Without a word I walked into the middle of their circle and scooped up the frenzied mantis into my hands before walking away without a second glance. They jeered at me till my mom got there and helped me load my stuff into the truck without harming the mantis.

I actually took her with me to the doctor's office, taking care not to freak her out any more than she probably already was. Right now I'm fixing up a temporary terrarium for her to stay in while I save up some cash for a better one.


----------



## Andrew (Oct 2, 2007)

Umm...hate to break it to ya, but almost all high schoolers are like that. Ever read Lord of the Flies?


----------



## Xenomantis (Oct 2, 2007)

Andrew said:


> Umm...hate to break it to ya, but almost all high schoolers are like that. Ever read Lord of the Flies?

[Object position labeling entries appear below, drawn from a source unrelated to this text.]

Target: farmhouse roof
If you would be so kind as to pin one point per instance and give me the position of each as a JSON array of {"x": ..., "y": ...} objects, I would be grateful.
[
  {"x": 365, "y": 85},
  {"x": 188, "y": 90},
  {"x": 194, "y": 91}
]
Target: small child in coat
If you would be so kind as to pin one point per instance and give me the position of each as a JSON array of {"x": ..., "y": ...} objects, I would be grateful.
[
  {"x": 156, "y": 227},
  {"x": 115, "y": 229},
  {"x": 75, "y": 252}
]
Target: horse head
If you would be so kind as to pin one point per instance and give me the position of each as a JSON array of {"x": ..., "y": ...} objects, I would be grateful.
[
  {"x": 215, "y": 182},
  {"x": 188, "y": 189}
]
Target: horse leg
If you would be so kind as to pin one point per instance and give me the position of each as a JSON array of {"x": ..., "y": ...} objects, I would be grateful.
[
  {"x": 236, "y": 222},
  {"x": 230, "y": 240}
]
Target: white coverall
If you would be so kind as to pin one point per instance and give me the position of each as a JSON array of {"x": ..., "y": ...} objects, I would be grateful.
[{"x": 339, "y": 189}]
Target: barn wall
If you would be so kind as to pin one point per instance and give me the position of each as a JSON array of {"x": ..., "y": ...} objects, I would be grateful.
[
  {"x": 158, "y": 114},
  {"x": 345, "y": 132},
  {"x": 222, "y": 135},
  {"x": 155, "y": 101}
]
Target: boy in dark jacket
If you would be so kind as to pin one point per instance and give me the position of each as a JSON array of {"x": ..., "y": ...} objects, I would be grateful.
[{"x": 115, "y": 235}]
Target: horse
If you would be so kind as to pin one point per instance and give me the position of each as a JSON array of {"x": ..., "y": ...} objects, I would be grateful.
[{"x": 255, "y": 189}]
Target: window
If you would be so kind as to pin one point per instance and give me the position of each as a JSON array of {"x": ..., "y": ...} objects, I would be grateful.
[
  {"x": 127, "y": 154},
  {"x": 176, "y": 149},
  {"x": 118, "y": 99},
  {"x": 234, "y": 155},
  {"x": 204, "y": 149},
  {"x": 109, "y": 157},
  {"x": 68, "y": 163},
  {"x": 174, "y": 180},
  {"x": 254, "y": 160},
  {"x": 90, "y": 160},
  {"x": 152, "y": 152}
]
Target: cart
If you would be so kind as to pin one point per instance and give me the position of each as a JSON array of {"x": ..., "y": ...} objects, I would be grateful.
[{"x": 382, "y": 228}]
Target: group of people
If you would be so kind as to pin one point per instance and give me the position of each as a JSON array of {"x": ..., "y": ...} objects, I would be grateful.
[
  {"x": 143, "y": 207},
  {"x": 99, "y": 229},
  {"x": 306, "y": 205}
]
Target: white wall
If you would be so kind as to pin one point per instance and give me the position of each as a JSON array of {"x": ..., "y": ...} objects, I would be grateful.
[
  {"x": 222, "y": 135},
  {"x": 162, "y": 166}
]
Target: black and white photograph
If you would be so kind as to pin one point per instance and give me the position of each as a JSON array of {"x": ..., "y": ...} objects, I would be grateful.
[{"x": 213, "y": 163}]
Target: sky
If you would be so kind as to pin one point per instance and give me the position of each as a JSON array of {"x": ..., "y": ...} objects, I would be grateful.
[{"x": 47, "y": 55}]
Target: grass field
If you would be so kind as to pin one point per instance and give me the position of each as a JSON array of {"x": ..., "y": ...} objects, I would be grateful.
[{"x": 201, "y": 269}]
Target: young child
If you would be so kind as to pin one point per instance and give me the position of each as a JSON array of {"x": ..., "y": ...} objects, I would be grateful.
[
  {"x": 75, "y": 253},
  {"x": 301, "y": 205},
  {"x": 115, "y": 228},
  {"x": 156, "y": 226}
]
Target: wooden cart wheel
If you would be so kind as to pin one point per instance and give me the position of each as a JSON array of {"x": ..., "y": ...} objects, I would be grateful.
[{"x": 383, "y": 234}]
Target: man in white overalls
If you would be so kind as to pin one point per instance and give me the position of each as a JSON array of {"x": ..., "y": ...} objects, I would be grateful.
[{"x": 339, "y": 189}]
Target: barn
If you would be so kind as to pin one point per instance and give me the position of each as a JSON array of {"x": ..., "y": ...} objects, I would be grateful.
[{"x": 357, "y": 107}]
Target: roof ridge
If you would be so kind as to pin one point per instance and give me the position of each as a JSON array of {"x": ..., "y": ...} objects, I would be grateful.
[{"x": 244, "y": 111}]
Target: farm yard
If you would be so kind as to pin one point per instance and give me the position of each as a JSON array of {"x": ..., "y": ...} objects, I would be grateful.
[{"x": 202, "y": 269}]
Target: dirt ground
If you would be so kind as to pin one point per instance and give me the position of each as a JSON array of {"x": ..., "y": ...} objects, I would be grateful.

Yeah... It's just a little disturbing to think that this is the next generation that's going to rule the country and the world... :blink:


----------



## sk8erkho (Oct 2, 2007)

Good for you, Xenomantis!!! That took courage and heart to do!!! You should be proud of yourself as I would have done the same thing... only I can't say I would not have had a few _Choice _words for the little creeps! :angry: But you did the _Right_ thing. Good luck with your new mantis!!


----------



## Andrew (Oct 2, 2007)

> Yeah... It's just a little disturbing to think that this is the next generation that's going to rule the country and the world...


LOL, yeah, no kidding.


----------



## Xenomantis (Oct 2, 2007)

Thanks guys!


----------



## hibiscusmile (Oct 2, 2007)

Isn't that awful? I cannot believe what cruelty comes out of people, but that was Hitler, and the others like him. The one thing I cannot abide by is cruelty of any kind. Even when I have to kill something I do not torture it. But don't worry about them running the country, this is nothing new, people have been this way since time began. But they make you so angry don't they? :angry:


----------



## asdsdf (Oct 2, 2007)

Andrew said:


> Umm...hate to break it to ya, but almost all high schoolers are like that. Ever read Lord of the Flies?


Not me!!!

Also, Xenomantis, how old are you(Or atleast, aren

t you in highschool as well?)? At my school, they wouldn't just jeer at you...


----------



## Andrew (Oct 2, 2007)

asdsdf said:


> Not me!!!


Heh, well, we aren't exactly in the norm for most high school students.   

At my school they'd probably just laugh and call you a wuss, and then threaten to beat you up. But nobody at my school usually gets in fights, and when they do its just embarrassing to watch. :lol:  

P.S. - Lovin the new smilies...


----------



## asdsdf (Oct 2, 2007)

Andrew said:


> Heh, well, we aren't exactly in the norm for most high school students.   At my school they'd probably just laugh and call you a wuss, and then threaten to beat you up. But nobody at my school usually gets in fights, and when they do its just embarrassing to watch. :lol:
> 
> P.S. - Lovin the new smilies...


Ya well..... :lol: 

In my school, it's not threats...


----------



## Xenomantis (Oct 2, 2007)

asdsdf said:


> Not me!!!Also, Xenomantis, how old are you(Or atleast, aren
> 
> t you in highschool as well?)? At my school, they wouldn't just jeer at you...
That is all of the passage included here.